対象魚種の日間給餌率と酸素消費量がわかれば、有機窒素等の汚濁負荷量を推論することが可能であることは前述した。そこで、次の段階として、これらの係数を基にどれだけの能力の装置が必要となるのかを整理しておく。

イ)酸素供給量

純酸素を供給するので、酸素消費量と同量の純酸素を補給すれば良い。例えば、体重1kgのハマチの場合、水温24℃では1尾1日当たり7.2gの酸素を消費するので、その分を補給すれば元の状態を保つことができる。

ロ)硝化能力

Losordo理論によるアンモニア態窒素量の算出方法を再掲する。

PTAN=(FA×PC×0.102)÷t

PTAN:Production of Total Ammonia nitrogen(アンモニア態窒素総排泄量)

FA:Feed Added(給餌量)

PC:Protein Content of feed(餌中の蛋白質含有率)

t:単位時間

TANが水に溶けるとNH3-NとNH4+-Nに分かれる。NH3-NとNH4+-Nの割合は水のPHや温度によって変化が大きくTANの限界値も変化してしまう。魚にとってNH3-Nだけが毒性があるので、NH3-Nだけを指標として限界値を0.03mg/?とする。

 

アンモニア態窒素(TAN)の硝化に対する考え方

?RBC(回転円盤)によってまず全体の35%を除去する。

濾材はサランロックを使用し、必要量は400m2/水m3

硝化能力は 0.35g-N/m2/日

濾材容器は濾材量の1.5倍程度の容量を要す

?FBF(流動床濾過)によって残りの65%を除去する。

濾材は砂を使用し、必要量は10,000m2/水m3

硝化能力は0.25g-N/m2/日

ハ)脱窒能力

アンモニア態窒素が硝化されてNO2--NまたはNO3--N等の硝酸態窒素になったとしても、窒素量は同じであるので、脱窒の対象窒素量はTAN‐N量をそのまま使用すれば良い。
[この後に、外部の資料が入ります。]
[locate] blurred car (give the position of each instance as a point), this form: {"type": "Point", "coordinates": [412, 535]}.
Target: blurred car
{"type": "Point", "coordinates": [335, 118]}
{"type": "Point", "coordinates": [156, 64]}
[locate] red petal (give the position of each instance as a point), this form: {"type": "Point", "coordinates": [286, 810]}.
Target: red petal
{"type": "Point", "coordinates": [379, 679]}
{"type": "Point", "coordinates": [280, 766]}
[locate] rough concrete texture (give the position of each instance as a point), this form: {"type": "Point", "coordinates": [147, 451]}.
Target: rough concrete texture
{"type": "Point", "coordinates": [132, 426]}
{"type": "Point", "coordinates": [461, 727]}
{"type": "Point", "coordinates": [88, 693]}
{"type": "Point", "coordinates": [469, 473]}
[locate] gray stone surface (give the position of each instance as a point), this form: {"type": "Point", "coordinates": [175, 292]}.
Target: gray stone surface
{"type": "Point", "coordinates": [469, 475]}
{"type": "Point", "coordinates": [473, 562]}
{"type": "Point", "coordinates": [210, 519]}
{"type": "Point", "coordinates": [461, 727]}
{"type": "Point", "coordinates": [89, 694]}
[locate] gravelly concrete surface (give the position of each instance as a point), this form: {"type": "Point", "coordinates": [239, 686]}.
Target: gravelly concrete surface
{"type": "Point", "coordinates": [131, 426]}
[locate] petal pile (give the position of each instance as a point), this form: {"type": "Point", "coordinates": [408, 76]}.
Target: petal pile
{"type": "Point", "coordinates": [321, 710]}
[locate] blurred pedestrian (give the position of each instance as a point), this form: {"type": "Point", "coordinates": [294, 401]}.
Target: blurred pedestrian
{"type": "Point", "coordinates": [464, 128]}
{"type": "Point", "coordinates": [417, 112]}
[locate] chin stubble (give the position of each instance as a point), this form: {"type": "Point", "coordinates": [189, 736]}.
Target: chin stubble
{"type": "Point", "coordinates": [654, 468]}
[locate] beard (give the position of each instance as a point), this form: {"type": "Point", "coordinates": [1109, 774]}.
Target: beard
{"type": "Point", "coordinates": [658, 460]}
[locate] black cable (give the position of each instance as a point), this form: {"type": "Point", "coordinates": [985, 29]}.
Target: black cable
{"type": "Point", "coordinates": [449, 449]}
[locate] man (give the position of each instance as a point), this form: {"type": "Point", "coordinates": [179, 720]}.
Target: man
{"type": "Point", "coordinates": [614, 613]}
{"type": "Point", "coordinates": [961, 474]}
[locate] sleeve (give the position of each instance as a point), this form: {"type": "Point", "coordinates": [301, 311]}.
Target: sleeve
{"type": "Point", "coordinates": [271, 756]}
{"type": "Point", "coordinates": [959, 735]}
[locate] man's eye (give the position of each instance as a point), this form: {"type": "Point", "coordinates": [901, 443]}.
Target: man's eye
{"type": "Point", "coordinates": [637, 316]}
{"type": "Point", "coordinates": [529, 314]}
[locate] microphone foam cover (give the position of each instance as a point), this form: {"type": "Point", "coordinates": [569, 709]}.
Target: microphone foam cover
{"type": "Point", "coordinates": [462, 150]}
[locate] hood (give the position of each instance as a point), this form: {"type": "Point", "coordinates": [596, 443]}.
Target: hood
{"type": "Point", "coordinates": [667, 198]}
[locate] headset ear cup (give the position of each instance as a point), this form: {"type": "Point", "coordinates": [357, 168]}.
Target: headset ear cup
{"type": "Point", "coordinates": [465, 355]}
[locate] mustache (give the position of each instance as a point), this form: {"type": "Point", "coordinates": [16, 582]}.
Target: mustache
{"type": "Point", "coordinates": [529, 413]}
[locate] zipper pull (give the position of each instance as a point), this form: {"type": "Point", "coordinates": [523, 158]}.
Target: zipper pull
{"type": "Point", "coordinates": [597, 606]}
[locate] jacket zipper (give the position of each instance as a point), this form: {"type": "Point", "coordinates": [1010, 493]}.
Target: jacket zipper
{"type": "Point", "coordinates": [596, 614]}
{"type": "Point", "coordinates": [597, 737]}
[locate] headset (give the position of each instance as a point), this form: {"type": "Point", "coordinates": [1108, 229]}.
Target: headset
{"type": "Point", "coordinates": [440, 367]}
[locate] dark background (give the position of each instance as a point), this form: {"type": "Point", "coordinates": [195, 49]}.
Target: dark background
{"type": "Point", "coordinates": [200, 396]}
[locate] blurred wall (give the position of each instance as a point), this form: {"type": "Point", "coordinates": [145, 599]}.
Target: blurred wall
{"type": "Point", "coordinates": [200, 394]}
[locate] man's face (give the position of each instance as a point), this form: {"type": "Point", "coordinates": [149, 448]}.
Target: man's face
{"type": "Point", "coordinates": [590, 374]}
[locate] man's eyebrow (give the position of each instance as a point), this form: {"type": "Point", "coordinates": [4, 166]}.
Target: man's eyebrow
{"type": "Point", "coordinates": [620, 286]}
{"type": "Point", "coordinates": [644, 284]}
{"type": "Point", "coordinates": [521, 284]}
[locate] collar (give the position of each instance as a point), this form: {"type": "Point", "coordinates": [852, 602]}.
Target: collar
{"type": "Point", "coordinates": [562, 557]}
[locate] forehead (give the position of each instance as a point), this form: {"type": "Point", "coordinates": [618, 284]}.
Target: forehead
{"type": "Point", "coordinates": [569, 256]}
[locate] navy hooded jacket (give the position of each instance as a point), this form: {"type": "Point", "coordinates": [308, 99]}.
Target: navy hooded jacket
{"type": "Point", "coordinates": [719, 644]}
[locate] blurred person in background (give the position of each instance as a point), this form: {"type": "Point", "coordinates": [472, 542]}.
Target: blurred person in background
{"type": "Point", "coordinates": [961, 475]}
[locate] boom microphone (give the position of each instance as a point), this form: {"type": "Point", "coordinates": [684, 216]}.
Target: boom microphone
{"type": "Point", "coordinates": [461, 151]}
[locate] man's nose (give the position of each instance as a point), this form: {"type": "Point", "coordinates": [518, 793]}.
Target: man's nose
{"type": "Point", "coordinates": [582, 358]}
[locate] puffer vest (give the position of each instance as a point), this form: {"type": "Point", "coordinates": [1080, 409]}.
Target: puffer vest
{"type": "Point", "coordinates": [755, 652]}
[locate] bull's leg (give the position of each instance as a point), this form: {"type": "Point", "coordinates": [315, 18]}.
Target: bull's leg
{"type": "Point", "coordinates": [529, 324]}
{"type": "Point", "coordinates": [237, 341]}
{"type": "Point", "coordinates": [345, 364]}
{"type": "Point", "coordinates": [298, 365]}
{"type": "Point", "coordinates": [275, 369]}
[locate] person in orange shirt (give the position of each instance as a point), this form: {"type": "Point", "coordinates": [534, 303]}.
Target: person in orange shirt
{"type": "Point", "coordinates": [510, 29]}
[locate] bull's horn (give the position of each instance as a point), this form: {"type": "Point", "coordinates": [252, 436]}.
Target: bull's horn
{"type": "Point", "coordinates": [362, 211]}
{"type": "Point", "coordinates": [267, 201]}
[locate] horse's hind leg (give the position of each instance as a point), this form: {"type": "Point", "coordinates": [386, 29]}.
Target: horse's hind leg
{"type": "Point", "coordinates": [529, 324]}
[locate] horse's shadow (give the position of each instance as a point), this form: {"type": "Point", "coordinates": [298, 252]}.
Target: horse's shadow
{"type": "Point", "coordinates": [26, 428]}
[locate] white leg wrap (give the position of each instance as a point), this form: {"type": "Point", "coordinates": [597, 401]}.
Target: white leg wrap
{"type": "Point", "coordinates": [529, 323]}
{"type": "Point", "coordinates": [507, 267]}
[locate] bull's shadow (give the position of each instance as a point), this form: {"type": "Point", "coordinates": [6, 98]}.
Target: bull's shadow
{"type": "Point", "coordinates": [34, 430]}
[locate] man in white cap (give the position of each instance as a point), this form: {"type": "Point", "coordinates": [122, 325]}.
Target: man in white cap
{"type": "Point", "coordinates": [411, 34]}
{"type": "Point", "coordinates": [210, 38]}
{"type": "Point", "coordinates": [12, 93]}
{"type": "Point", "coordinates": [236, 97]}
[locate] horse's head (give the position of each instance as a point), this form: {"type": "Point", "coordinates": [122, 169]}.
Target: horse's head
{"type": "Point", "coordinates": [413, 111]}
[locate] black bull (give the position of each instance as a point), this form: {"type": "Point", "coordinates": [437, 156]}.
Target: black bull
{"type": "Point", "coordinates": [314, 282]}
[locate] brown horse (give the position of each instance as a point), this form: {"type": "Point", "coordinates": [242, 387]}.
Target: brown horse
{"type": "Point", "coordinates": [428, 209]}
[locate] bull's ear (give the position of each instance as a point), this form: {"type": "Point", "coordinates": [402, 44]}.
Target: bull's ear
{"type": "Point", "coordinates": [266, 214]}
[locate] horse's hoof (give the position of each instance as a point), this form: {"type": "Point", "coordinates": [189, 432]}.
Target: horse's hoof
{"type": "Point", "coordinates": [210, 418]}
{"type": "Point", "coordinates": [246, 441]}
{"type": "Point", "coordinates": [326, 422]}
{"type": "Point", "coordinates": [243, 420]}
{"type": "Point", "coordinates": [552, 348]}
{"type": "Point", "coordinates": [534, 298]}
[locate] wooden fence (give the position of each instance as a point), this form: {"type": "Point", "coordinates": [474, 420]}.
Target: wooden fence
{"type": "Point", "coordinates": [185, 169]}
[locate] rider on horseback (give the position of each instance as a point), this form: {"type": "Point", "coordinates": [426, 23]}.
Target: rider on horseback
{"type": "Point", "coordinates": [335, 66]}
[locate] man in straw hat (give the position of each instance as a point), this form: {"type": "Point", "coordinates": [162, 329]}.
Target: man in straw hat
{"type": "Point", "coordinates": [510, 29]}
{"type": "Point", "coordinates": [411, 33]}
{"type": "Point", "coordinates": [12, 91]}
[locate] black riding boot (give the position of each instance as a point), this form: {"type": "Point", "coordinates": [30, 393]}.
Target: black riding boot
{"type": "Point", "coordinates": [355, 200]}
硝酸態窒素はほとんどの魚種に対して100mg/リットルの濃度までは影響がない上に、高濃度までの処理は効率が良いので、脱窒能力は硝化能力に対して5〜10%程度の規模で考えておけば良い。

ニ)殺菌能力

紫外線殺菌装置から254nmの紫外線を40,000mW/cm2/秒 照射する。さらにオゾン発生装置も使用する。オゾンは給餌量1kgに対して0.2〜0.25gの使用を基準とする。いずれも既に市販されているので、システムの容量に合わせた能力の機器を用意する。